Here's the key background info:
- I've got an Asus RT-N56U router.
- Attached to the router is a USB hard disk with a bunch of music on it.
- The music is accessible to devices on my LAN over uPnP/DLNA; this works great.
- My WAN connection is provisioned at 100 Mbps down / 40 Mbps up.
- I want to use some of that upstream bandwidth to stream my music to myself wherever I happen to be.
- I could but don't want to leave a server running on my network 24/7 to accomplish this when the router is already able to share the content locally.
So what I want is some way to make the content that the router is already able to distribute across the LAN accessible over the Internet as well. I've looked around but haven't found any prebuilt solutions to this that don't involve hosting the content on a server behind the router, which I'd like to avoid.
The router does have built-in support for serving up the content over FTP, but I've tried that and found that it really does not play well with media players. It kind of works, but the seek time when switching between tracks is absurd, and some tracks just plain fail.
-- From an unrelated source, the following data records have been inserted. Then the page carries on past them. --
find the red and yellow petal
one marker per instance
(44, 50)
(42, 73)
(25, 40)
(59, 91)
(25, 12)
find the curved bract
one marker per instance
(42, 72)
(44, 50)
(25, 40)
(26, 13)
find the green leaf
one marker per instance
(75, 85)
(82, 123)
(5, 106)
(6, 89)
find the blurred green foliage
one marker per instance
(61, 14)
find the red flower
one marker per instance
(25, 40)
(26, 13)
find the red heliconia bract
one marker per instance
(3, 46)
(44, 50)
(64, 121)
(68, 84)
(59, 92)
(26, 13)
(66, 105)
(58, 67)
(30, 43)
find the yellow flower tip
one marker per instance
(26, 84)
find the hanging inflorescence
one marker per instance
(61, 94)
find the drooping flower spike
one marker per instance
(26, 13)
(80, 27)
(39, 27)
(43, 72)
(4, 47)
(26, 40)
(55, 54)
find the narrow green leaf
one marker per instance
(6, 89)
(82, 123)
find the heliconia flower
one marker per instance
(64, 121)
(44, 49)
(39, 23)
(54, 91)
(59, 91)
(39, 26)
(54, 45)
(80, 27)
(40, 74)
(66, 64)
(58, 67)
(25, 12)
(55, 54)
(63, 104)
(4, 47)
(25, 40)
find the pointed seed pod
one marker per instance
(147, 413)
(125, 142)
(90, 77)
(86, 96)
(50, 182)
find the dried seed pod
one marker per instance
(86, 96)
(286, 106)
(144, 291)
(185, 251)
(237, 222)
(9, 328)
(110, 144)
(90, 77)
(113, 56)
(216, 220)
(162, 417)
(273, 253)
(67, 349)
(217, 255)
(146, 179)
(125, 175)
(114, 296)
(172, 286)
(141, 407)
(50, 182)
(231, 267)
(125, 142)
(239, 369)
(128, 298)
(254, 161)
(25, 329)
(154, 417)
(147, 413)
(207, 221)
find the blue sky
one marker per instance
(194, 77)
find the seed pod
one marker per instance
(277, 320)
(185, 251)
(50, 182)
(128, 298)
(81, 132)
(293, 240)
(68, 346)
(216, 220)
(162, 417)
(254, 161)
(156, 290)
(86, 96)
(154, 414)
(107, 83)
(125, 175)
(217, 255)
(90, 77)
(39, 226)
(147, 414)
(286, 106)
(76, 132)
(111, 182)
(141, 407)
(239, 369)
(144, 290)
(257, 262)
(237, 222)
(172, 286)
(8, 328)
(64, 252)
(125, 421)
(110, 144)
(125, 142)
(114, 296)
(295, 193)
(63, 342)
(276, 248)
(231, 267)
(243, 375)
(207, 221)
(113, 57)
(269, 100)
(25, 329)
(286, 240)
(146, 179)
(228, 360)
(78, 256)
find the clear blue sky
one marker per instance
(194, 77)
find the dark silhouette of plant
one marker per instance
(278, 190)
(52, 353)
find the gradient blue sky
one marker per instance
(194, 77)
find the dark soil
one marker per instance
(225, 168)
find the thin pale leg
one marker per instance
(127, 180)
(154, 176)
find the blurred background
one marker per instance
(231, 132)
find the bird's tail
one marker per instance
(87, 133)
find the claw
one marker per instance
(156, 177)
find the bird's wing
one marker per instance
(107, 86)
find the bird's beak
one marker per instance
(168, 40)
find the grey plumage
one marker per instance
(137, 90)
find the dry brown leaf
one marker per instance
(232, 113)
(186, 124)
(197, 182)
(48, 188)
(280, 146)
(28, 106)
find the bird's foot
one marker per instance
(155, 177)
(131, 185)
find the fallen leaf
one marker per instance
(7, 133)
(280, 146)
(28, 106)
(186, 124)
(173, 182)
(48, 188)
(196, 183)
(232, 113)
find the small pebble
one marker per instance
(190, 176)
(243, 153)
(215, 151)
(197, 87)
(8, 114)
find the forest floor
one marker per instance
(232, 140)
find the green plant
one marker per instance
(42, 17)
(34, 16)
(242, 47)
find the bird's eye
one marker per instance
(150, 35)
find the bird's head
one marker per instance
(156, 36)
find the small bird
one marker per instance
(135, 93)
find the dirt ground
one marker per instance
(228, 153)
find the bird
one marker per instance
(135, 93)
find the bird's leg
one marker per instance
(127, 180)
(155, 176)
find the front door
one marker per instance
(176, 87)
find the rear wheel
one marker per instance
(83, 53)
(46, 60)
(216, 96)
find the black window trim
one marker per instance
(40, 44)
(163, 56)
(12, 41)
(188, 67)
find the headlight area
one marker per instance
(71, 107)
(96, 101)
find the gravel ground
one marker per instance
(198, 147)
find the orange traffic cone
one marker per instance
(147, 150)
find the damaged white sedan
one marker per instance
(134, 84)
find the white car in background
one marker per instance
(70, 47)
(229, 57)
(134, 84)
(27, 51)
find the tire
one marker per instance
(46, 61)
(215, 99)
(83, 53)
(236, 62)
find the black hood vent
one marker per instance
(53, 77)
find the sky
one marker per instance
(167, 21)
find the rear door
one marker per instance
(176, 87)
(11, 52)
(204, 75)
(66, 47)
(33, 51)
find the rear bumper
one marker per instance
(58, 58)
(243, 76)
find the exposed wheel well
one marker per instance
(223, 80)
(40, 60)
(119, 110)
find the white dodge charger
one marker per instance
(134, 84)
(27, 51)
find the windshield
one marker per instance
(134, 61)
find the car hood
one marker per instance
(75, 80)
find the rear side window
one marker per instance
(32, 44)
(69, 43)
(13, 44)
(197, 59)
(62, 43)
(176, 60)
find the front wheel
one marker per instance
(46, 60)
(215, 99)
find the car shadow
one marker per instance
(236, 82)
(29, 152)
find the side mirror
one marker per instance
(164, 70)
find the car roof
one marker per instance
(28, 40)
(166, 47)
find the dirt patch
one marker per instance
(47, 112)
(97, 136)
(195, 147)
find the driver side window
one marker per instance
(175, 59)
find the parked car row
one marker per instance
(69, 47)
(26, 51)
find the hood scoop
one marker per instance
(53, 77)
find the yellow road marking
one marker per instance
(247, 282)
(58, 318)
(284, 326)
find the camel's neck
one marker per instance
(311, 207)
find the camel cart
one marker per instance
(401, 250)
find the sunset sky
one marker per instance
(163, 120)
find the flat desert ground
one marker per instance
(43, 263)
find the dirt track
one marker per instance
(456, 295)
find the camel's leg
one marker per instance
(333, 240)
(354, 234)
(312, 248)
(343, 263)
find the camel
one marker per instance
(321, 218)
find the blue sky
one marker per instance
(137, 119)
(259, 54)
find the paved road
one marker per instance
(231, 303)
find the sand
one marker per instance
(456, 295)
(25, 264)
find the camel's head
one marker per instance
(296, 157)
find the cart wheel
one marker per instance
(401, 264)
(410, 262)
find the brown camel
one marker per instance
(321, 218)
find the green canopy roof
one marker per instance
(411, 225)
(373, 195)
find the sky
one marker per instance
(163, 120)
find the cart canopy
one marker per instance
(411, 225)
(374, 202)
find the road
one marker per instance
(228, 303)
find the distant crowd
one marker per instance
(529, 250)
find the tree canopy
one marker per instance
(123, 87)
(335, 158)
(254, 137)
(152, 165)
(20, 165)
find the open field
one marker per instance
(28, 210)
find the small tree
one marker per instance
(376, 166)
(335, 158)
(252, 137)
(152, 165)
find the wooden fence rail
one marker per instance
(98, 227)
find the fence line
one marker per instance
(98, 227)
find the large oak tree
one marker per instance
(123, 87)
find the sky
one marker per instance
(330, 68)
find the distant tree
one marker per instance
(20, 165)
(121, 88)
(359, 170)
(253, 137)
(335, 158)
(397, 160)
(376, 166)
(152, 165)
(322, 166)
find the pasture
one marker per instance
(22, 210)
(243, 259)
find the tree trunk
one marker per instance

One thought I've had is serving up the content over HTTP by installing an Apache instance on the router (and/or editing the configuration of the built-in instance that provides the configuration portal, if that's possible?). The router appears to run some trimmed-down version of Linux (I can telnet/ssh into it, it has a filesystem, package manager, and similar things).
Has anyone set something like this up before? If so, how did you accomplish it? Or if not, what do you suggest I try?